Blog politique d'informations et d'échanges d'un élu conseiller départemental et maire-adjoint de Tremblay en France en Seine St Denis. Blog basé sur la démocratie participative. Chantier ouvert sur l'avenir de la Gauche.

Ressources humaines : logique comptable et contrôle des agents (intervention en séance du conseil départemental du 2 février 2017)

Publié le 3 Février 2017 par Pierre Laporte

Ressources humaines : logique comptable et contrôle des agents (intervention en séance du conseil départemental du 2 février 2017)

Monsieur le Président, chers collègues,

 

Votre présentation se veut rassurante et nous prenons en compte une donnée essentielle qui est votre attachement au service public.

Mais la réalité , c'est que la situation des personnels est quand même bien difficile.

Je rappellerai que dans mon secteur, en 2013 nous avons pu comptabiliser :

  • 36 000 ménages bénéficiaient d'un suivi social,

  • 250 000 passage à l'accueil en Circonscriptions de service social,

  • 350 000 appels téléphoniques.

C'était en 2013 et déjà ces chiffres ont augmenté.

Les services constatent que les difficultés des ménages se complexifient ainsi c'est en moyenne un ménage qui est confronté à plus de quatre problématiques différentes : logement, santé, emploi, ...

C'est le produit de politiques depuis des années qui génèrent un accroissement des difficultés sociales.

Ces politiques mènent aussi à la compression de la dépense publique.
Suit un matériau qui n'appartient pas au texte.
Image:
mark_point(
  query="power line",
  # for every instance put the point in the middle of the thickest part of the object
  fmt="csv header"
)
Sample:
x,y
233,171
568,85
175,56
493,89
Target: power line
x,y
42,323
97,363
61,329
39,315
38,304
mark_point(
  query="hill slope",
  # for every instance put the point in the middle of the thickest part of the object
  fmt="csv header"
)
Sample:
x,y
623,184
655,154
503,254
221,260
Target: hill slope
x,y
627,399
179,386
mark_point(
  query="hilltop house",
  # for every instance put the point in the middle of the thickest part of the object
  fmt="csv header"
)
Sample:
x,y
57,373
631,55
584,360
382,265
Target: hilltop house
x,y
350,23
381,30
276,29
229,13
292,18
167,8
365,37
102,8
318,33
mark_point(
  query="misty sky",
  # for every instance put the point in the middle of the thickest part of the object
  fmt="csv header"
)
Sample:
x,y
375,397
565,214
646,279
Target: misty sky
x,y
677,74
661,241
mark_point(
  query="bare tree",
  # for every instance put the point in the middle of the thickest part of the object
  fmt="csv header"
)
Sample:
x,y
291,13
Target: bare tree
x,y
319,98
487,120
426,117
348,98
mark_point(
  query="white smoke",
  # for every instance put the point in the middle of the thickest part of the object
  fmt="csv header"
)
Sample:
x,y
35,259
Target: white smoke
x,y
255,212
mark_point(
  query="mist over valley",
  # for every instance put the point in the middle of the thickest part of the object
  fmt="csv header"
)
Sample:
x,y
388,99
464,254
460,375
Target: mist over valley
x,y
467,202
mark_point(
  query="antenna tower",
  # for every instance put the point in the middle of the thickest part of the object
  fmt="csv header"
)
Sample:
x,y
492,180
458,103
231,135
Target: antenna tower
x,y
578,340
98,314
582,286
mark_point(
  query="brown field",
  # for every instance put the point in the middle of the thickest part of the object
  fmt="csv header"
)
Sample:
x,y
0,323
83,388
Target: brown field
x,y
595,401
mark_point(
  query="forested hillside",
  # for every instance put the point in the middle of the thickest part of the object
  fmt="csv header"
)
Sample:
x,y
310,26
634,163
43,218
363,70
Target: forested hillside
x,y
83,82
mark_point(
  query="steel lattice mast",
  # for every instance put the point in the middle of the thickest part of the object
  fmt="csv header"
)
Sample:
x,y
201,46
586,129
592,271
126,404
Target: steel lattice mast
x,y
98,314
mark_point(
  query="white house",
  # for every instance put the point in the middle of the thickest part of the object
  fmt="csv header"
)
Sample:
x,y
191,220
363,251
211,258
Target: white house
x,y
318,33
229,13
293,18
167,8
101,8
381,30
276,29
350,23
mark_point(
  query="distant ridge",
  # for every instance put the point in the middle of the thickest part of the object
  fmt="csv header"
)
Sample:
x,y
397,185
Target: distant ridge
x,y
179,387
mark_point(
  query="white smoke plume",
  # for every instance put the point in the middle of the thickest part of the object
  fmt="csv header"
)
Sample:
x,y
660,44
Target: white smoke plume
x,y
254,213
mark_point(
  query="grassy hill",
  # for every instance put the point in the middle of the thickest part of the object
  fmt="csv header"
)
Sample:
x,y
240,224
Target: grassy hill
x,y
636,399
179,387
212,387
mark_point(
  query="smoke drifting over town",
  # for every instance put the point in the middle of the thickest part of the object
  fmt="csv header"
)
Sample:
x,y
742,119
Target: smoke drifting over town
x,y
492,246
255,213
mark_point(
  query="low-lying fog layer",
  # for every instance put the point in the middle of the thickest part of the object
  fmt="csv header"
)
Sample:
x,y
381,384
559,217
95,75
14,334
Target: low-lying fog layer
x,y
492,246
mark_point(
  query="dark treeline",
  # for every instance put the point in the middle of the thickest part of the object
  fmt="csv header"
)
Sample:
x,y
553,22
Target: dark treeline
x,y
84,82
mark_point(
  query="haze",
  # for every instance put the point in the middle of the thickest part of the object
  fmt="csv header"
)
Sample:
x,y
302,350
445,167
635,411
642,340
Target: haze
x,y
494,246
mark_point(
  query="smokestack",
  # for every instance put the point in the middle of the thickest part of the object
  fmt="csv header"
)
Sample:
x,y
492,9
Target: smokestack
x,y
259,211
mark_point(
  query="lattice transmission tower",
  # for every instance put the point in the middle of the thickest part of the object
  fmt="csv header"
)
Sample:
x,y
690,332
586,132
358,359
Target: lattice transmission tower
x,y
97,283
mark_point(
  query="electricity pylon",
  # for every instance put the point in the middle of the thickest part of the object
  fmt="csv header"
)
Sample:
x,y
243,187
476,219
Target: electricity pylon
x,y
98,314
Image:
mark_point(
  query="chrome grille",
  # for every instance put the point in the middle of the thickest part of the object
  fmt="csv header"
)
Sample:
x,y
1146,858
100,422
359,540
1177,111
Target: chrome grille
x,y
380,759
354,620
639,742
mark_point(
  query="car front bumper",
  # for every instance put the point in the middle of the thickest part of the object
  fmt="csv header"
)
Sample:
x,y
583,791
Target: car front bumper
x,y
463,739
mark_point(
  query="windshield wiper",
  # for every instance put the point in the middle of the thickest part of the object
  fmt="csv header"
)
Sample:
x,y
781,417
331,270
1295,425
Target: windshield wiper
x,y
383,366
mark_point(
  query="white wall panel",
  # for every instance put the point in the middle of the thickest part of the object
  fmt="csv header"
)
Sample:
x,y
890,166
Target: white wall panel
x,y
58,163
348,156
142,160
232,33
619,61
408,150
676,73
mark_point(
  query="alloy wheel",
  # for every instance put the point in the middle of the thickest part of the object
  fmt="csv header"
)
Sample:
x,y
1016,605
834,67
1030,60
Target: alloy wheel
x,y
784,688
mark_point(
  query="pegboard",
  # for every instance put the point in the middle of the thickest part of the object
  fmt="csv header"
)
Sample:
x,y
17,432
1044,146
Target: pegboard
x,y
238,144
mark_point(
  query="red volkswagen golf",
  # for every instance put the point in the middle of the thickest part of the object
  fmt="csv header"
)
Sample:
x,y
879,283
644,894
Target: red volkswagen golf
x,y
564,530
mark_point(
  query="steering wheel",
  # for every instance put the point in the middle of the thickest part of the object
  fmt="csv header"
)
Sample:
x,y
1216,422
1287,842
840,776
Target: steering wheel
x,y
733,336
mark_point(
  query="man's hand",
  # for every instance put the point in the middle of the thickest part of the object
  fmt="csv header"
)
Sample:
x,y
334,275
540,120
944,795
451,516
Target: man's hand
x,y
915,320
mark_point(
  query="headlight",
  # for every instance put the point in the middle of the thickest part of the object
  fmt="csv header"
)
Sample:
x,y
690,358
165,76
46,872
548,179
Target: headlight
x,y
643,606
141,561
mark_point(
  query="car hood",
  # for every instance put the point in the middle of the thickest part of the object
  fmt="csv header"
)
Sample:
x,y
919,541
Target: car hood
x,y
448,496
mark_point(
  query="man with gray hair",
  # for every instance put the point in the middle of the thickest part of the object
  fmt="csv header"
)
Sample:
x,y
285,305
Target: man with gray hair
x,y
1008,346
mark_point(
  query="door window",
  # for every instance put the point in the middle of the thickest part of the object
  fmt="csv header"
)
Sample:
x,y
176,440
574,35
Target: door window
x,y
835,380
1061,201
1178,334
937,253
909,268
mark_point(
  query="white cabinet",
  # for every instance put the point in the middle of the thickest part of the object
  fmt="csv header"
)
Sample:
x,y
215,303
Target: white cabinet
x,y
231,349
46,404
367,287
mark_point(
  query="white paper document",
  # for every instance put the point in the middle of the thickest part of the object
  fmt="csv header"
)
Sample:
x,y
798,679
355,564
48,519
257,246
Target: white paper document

On le voit au niveau du Département, avec d'un coté de plus en plus de personnes en difficultés sociales, de l'autre côté de moins en moins de moyens pour y répondre. Et je ne parle pas que du Département.

 

Je rappelle que dans les situations difficiles dans les services, il y a les ATTEE. Chacun peut connaître les difficultés dans les établissements. On constate qu'il y a des personnes exempts de certaines tâches. Pourquoi ? On ne peut se contenter d'en faire le constat. Comment peut-on régler cette question ?

On nous annonce une assemblée générale des personnels de PMI. Ils sont très inquiets sur la réorganisation du secteur social. Je dirai sur ce point qu'il serait bien que l'exécutif aille un peu plus vite dans la réflexion sur ce que nous souhaitons faire. Parce que j'ai l'impression qu'au niveau de la Direction générale, il y a des messages qui passent en direction des salariés alors que la discussion politique ne s'est pas encore déroulée. Et ça crée des incompréhensions et ça rendra les transformations à venir beaucoup plus difficiles à accomplir.

Les personnels effectuant les travaux de voirie départementale, vous l'avez constaté, sont en grève.

Hier, c'est une alerte qui a été lancée concernant les risques psycho-sociaux que subit l'équipe ASE de Saint Denis.

On se trouve face à des manques de moyens et d'effectifs, une surcharge de travail entraînant une discontinuité du service public, des mouvements sociaux, des emplois précaires. Dans mon secteur, je le disais lors du vote du budget, il y a les mêmes effectifs qu'il y a dix ans. En réalité c'est même moins et une partie de ces effectifs est précaire.

C'est la situation.

 

On peut en examiner les causes mais ce que j'ai des craintes. C'est dit dans le rapport, cette stratégie RH s'appuie sur un diagnostic qui souligne

  • que les agents sont attachés aux valeurs du service public. Ceux qui les fréquentent peuvent le constater.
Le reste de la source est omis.